The presence of mild pectus excavatum along with a history of surgery for foot deformity raised suspicion for collagen diseases such as Marfan and Ehlers-Danlos syndrome [4]; the genetic experts, however, due to the lack of significant physical signs of collagen disease and the absence of aortic root aneurysm and ectopia lentis [5], considered these diagnoses unlikely and genetic testing was not recommended.
From a cardiovascular point of view, two theories were hypothesized. According to the first one, the patient had suffered from a silent recent type 1 myocardial infarction leading to LVEF reduction with consequent thrombus formation in the left ventricle and subsequent embolization to the brain causing multi-infarct encephalopathy [6]; in this scenario, the PFO would be a mere bystander. The second theory infered that the patient had suffered from deep vein thrombosis from unknown origin, causing encephalic and myocardial infarction on embolic basis due to the right-to-left shunt of the PFO; in this latter case, the atherosclerotic LAD stenosis would be an incidental finding.

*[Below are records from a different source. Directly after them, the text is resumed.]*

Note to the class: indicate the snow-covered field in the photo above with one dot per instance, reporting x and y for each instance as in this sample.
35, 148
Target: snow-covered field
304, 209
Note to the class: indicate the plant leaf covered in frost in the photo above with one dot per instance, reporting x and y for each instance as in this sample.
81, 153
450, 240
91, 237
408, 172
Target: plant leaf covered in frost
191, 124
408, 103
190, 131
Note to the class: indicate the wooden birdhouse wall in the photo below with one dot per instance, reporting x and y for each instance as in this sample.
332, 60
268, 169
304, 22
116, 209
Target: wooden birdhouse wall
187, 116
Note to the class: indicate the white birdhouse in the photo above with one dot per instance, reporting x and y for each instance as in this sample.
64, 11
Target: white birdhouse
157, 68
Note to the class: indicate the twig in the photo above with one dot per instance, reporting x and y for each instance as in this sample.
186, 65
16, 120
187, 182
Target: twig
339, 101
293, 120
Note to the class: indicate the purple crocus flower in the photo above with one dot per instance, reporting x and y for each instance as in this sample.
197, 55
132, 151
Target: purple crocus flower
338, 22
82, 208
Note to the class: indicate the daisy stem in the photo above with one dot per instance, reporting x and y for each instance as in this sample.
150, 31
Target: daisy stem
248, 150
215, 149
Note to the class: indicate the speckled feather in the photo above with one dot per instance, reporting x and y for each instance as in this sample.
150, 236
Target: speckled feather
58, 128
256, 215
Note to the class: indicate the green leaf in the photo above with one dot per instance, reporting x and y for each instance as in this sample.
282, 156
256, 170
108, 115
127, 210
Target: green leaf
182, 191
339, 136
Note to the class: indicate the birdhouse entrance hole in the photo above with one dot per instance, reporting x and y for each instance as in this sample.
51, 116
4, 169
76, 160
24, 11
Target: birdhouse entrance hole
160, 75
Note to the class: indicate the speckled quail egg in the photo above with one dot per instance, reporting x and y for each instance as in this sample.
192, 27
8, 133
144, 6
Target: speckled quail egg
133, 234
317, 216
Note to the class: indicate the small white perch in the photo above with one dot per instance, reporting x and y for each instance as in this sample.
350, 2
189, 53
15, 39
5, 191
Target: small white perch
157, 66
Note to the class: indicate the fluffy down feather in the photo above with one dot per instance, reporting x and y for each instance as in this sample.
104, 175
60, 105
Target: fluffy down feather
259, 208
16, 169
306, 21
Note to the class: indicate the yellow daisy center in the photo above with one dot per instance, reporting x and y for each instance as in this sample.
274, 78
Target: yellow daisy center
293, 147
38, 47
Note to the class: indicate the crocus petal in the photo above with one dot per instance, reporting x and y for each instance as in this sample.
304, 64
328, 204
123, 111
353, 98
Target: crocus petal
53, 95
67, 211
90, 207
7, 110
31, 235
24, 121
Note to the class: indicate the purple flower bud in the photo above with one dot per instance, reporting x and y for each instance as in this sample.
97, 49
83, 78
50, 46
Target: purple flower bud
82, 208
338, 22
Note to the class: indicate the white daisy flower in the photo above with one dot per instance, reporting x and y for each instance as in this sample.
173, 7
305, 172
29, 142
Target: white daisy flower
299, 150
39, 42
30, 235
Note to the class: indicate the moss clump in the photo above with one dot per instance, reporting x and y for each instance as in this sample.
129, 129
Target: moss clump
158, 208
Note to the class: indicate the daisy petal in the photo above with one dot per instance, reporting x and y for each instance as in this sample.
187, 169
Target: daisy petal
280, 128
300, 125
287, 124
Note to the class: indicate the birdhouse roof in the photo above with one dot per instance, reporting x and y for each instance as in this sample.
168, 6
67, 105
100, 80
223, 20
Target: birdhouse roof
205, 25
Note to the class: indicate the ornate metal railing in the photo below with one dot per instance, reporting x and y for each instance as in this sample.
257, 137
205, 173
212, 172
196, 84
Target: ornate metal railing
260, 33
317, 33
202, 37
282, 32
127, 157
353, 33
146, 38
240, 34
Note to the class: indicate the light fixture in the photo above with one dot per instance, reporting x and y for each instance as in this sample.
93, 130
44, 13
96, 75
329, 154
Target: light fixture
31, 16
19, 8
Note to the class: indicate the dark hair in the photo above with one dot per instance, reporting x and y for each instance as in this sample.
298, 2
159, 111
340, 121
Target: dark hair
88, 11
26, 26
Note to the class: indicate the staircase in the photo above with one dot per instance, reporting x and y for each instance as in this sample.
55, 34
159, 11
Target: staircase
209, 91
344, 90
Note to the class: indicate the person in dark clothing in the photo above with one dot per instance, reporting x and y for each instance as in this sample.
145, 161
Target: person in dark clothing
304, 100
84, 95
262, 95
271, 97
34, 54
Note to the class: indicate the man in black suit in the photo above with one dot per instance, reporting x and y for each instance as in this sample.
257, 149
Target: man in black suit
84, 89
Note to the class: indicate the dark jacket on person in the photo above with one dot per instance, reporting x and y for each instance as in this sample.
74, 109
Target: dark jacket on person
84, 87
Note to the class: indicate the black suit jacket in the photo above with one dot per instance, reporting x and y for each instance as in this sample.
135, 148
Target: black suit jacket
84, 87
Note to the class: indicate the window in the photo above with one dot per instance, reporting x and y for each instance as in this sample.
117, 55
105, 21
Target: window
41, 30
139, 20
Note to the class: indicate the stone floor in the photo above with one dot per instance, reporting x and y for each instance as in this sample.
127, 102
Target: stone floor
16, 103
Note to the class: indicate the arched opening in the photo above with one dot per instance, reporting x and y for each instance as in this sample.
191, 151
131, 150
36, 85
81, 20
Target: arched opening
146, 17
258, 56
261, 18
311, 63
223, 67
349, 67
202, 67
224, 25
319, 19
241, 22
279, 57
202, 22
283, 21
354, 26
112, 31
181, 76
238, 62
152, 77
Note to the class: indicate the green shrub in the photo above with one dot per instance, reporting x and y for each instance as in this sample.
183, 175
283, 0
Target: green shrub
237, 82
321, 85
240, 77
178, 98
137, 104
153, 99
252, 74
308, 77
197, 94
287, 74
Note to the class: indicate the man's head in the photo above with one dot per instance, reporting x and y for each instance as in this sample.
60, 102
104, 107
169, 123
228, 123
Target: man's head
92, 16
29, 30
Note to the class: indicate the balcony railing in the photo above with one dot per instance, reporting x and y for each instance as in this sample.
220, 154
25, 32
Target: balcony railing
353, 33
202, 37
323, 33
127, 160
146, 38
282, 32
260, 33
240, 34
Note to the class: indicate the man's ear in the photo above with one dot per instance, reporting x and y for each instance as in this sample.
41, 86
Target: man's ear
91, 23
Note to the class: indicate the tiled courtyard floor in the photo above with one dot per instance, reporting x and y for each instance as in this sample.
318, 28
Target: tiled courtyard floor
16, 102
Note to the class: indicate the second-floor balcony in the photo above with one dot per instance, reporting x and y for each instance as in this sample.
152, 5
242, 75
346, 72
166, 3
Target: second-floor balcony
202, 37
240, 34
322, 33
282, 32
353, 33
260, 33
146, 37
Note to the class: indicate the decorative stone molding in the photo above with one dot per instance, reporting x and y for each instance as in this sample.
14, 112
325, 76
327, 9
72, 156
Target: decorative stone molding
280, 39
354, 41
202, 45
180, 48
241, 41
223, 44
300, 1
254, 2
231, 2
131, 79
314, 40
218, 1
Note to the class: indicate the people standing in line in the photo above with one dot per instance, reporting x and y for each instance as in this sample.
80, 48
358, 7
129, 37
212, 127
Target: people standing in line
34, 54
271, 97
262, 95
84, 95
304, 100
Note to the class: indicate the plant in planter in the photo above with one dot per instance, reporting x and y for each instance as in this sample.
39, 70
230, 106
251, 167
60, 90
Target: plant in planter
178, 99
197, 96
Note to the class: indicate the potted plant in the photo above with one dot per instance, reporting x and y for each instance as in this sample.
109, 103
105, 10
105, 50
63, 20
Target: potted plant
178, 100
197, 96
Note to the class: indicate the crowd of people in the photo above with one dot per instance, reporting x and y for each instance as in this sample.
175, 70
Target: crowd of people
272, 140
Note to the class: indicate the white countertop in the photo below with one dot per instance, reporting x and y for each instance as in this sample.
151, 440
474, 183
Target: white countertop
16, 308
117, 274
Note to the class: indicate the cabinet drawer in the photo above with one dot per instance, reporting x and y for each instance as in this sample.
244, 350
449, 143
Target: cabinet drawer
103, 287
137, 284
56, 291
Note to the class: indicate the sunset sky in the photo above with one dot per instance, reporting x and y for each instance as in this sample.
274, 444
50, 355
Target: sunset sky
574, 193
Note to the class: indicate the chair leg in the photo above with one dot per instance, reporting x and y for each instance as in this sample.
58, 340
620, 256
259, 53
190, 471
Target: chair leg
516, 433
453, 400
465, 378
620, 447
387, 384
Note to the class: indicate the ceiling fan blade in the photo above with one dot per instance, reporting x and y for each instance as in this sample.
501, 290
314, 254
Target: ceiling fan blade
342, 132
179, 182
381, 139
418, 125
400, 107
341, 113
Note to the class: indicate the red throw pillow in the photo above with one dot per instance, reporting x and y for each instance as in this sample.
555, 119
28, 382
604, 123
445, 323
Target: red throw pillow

Unfortunately, whatever the main event was, either the recent myocardial infarction or the deep vein thrombosis, the question remained unsolved due to its silent course.
Following discussion between the cardiologist, the interventional radiologist and the cardiac surgeon, after multiple interviews with the patients regarding risks and benefits of the different treatment options, it was jointly decided not to perform endovascular treatment regarding the aortic dissection due to the lack of symptoms and the absence of parenchymal involvement, but careful monitoring was deemed necessary and strenuous exercise was contraindicated [2]. A coronary angiography exam was then performed showing 50% stenosis of the proximal LAD coronary artery at angiographic estimation (Fig. 6a) with patency of its distal segment (Fig. 6b); a “minus” image along with slow-flow appearance distal to the lesion raised suspicion for coronary artery dissection and induced the operator to evaluate the stenosis with intravascular ultrasound imaging, which revealed a critical minimal lumen area of 4,0 mm2 with 80% plaque burden (Fig. 6c) as compared to the patent lumen of the adjacent segment (Fig. 6d). Due to the high-risk features of the coronary lesion, after communicating benefit and risk information to the patient and acquiring informed consent, the operator performed angioplasty with the deployment of a Synergy™ drug-eluting stent. The patient was started on triple antithrombotic therapy with warfarin (because of the left ventricular thrombus), acetyl-salicylic acid and clopidogrel; low-molecular-weight heparin bridging was utilized until target INR (2.0–2.5) was achieved. The PFO closure procedure was temporarily postponed [7].
During the hospital stay the patient remained asymptomatic. Cardiac anti-remodelling therapy with angiotensin converting enzyme inhibitor and a potassium sparing diuretic was started and it was well tolerated. No arrhythmic events were documented on telemetry. At discharge the patient was asymptomatic and in stable haemodynamic condition.
After 1 month acetyl-salicylic acid was interrupted. After 6 months the CTA showed no progression of the aortic dissection (Fig. 7); LVEF was almost unchanged (38%) on TTE and a small intraventricular thrombotic formation, albeit reduced in diameter, still persisted on cardiac MR imaging (Fig. 8). The patient was asymptomatic and he was advised to prolong his therapy with both clopidogrel and warfarin until future assessment with TTE and CTA after 12 months. PFO closure was not deemed necessary as long as the patient was on anticoagulation therapy.